While 69% of companies report layoffs tied to AI, nearly 4 in 10 still don’t have a formal plan for turning AI into revenue. Even more telling, 75% of executives say their AI strategy is largely performative — signaling progress externally without offering meaningful internal direction.
The result is a widening gap between action and execution. Companies are making structural decisions before fully understanding how AI will deliver value.
The Payoff Isn’t There…Yet
Despite the scale of investment, returns remain limited. Nearly half of executives say AI adoption has been a major disappointment so far. Only 29% report meaningful returns from generative AI, and just 23% say the same for AI agents.
This disconnect between expectation and outcome is shaping how AI is experienced inside organizations. The tools are everywhere, but their impact is inconsistent.
A Two-Tier Workforce Is Emerging
Inside companies, AI is beginning to separate employees into distinct groups.
An overwhelming 92% of executives say they are actively cultivating a new class of “AI elite” workers — employees who can fully leverage these tools. Those workers are already seeing the benefits: they are about three times more likely to receive promotions and raises, and report dramatically higher productivity, in some cases saving more than four times as much time each week as their peers.
At the same time, others are falling behind. Sixty percent of executives say they plan to lay off employees who can’t or won’t use AI, yet most workers don’t fully grasp that risk — only 27% believe refusing to adopt AI could cost them their job.
That disconnect is creating a workplace where expectations are rising faster than awareness.
Resistance Is No Longer Subtle
Not all employees are embracing the change. In fact, resistance is becoming more visible and more deliberate.
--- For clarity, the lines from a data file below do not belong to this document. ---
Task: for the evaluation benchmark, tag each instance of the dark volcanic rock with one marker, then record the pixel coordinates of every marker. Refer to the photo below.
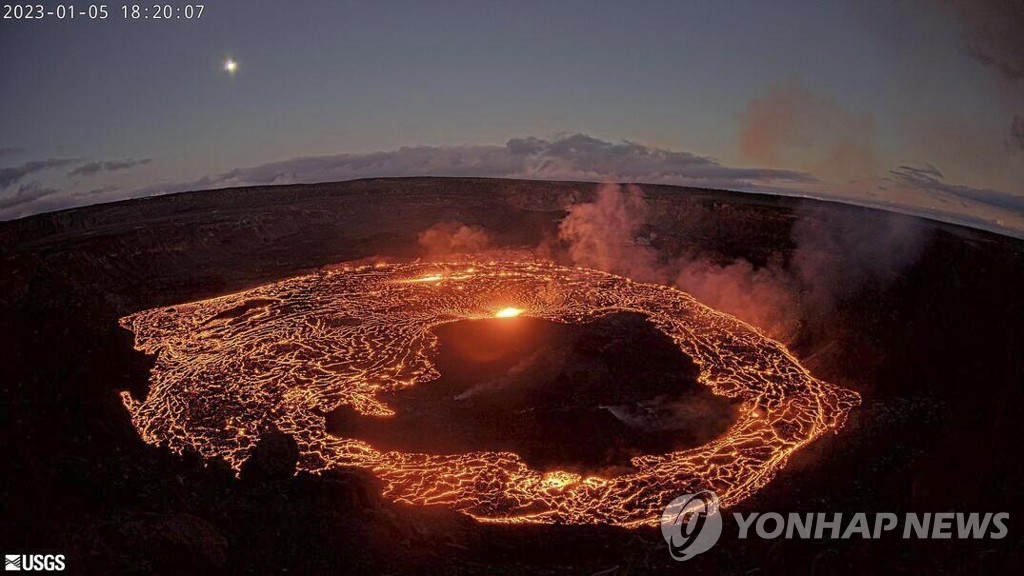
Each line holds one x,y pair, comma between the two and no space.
273,458
584,397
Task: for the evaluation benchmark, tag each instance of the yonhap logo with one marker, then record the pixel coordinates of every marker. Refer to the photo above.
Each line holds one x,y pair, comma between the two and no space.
691,524
18,563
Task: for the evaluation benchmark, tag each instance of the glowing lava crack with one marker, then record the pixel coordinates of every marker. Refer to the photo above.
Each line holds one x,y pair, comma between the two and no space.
286,354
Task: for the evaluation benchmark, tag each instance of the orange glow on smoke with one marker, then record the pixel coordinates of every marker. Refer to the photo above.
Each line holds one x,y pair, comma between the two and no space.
285,354
508,313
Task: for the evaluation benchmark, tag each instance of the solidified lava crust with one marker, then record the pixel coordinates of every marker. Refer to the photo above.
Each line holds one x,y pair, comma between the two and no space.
286,354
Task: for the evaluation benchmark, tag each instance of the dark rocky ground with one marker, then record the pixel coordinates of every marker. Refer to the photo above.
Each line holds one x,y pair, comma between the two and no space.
935,351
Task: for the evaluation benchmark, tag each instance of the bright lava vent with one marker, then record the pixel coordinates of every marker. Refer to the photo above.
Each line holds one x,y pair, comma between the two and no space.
285,354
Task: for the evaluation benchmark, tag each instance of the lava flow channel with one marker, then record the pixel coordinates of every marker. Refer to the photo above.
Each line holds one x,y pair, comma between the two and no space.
285,354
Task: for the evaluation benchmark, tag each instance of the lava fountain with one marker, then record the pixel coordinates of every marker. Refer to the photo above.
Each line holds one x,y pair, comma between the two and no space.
286,354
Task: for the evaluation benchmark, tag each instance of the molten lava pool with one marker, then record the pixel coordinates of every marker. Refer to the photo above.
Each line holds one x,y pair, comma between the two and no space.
288,354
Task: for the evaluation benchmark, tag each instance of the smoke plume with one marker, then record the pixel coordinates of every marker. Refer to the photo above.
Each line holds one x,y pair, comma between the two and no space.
792,126
836,253
453,238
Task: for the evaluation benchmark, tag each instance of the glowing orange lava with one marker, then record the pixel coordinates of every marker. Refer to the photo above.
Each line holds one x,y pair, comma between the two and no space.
508,313
286,354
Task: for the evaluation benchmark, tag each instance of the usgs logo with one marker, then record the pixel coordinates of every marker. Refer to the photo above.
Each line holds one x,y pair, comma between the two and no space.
25,563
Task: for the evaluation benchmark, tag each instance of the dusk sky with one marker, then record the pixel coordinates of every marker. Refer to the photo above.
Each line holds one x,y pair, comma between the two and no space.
912,104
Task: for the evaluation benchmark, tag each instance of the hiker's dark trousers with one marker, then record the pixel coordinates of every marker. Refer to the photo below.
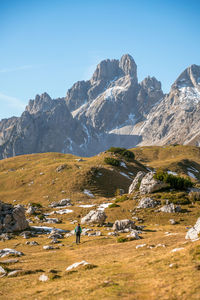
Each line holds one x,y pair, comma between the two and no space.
78,238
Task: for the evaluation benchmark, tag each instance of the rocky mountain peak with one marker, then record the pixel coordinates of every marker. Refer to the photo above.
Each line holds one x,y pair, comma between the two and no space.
128,65
190,77
106,70
41,103
151,83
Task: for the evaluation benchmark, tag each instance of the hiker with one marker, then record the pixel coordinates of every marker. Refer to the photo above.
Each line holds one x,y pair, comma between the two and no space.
78,231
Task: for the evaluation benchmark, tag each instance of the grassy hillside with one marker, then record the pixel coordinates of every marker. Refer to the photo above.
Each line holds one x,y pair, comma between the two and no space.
122,271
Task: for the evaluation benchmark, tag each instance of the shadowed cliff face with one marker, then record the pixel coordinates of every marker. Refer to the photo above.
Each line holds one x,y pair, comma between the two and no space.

Nearly 29% of employees say they have actively worked against their company’s AI strategy in some way, a number that jumps to 44% among Gen Z. For leadership, this is more than frustration — 76% of executives now see employee sabotage as a serious threat to their company’s future.
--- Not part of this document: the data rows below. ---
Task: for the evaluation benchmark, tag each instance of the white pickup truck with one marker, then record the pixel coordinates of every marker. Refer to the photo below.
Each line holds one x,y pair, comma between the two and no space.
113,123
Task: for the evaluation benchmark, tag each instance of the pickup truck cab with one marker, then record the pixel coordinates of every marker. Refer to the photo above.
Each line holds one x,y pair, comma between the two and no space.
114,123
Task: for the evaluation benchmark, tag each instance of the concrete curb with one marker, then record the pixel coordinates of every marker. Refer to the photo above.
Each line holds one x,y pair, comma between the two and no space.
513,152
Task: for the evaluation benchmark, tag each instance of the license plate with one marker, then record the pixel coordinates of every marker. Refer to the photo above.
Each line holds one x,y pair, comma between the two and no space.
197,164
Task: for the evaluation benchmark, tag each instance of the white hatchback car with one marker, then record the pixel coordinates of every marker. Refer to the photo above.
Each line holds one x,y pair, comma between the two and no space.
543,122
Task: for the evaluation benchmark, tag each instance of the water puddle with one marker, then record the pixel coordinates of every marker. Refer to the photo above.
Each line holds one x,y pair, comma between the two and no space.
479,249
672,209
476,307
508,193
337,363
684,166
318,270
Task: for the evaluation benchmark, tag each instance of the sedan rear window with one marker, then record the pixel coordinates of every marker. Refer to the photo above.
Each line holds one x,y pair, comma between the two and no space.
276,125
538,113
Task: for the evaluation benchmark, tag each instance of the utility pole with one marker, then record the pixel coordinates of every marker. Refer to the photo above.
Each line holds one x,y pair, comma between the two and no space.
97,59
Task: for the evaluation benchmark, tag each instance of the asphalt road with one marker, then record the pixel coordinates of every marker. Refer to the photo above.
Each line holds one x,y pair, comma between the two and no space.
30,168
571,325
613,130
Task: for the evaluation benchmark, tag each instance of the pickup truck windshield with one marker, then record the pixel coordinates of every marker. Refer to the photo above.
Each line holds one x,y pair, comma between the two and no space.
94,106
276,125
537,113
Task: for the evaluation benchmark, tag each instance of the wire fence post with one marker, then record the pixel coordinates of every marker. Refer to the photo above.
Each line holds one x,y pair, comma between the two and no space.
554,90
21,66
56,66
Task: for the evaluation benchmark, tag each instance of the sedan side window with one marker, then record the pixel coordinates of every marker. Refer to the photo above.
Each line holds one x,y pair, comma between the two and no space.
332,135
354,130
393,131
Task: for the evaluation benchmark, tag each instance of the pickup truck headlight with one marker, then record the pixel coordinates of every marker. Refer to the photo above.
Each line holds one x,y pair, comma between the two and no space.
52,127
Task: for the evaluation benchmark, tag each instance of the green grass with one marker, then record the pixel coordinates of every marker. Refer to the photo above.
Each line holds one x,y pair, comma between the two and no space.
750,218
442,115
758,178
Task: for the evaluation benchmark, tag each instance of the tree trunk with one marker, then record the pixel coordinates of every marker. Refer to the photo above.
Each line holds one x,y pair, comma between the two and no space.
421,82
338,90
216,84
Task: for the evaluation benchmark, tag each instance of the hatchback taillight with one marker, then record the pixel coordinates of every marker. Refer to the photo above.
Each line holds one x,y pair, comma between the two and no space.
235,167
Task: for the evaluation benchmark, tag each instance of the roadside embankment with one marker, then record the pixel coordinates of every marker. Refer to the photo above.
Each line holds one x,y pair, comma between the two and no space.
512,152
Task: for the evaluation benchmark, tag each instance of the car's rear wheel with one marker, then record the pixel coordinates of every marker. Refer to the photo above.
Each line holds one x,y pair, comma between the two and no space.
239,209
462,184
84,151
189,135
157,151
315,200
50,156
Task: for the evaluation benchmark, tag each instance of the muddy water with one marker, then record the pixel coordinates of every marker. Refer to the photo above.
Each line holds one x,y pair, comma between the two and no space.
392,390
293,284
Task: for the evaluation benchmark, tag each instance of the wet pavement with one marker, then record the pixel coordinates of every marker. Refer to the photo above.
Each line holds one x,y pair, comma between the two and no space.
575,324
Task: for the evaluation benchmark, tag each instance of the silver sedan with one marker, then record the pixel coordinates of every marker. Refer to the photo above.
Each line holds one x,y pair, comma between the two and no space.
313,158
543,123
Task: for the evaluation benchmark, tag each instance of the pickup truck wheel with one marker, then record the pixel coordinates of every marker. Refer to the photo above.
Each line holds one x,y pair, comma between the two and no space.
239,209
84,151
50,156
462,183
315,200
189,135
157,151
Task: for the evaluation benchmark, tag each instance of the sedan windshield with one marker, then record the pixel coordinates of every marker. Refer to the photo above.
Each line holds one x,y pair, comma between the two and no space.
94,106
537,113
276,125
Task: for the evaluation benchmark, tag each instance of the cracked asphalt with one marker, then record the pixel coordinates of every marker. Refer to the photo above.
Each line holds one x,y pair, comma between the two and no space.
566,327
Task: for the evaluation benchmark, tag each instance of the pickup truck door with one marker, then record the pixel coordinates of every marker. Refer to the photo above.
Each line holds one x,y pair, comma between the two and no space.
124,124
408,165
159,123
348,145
This pushback often stems from a mix of job insecurity, dissatisfaction with tools, and a lack of trust in how AI is being implemented. But regardless of the motivation, it’s adding friction to an already uneven transition.
Risk Is Rising With Adoption
As employees experiment with AI, they are also bypassing safeguards. More than a third (35%) say they’ve entered sensitive company information into public AI tools.
From the executive perspective, the consequences are already visible. Sixty-seven percent believe their company has experienced a data leak or security breach tied to employee use of AI tools.
In many cases, workers say they turn to these tools simply because they are more effective than the ones provided internally — exposing a growing gap between official systems and actual workflows.
The Tools Aren’t Meeting Expectations
That gap is reinforced by dissatisfaction with the tools themselves. Across key areas like reliability, integration, and security, fewer than half of executives rate their AI solutions as high-performing. Confidence has dropped sharply compared to the previous year, particularly around data governance.
When approved tools fall short, employees look elsewhere — increasing both adoption and risk at the same time.
Governance and Leadership Are Lagging
As AI systems become more advanced, companies are struggling to maintain control. More than a third of leaders say they don’t have a formal governance plan for AI agents, and a similar share aren’t confident they could quickly shut down a system if it caused harm.
The stakes are high enough that 59% of executives believe a serious AI failure could cost a CEO their job.
At the same time, support at the manager level is thin. Only 35% of employees say their manager is actively helping them navigate AI adoption, and many workers now trust AI more than their manager for certain tasks. Among Gen Z, 64% say they understand how to use AI better than their manager does.
The moral of the story is that AI is scaling faster than companies can manage it.
Organizations are investing heavily, restructuring teams, and raising expectations — but without the systems, strategy, or alignment needed to support that shift. The result is a workplace increasingly defined by uneven performance, internal tension, and rising risk.
AI may be the future of work. But right now, it’s also exposing just how unprepared many companies are to handle it.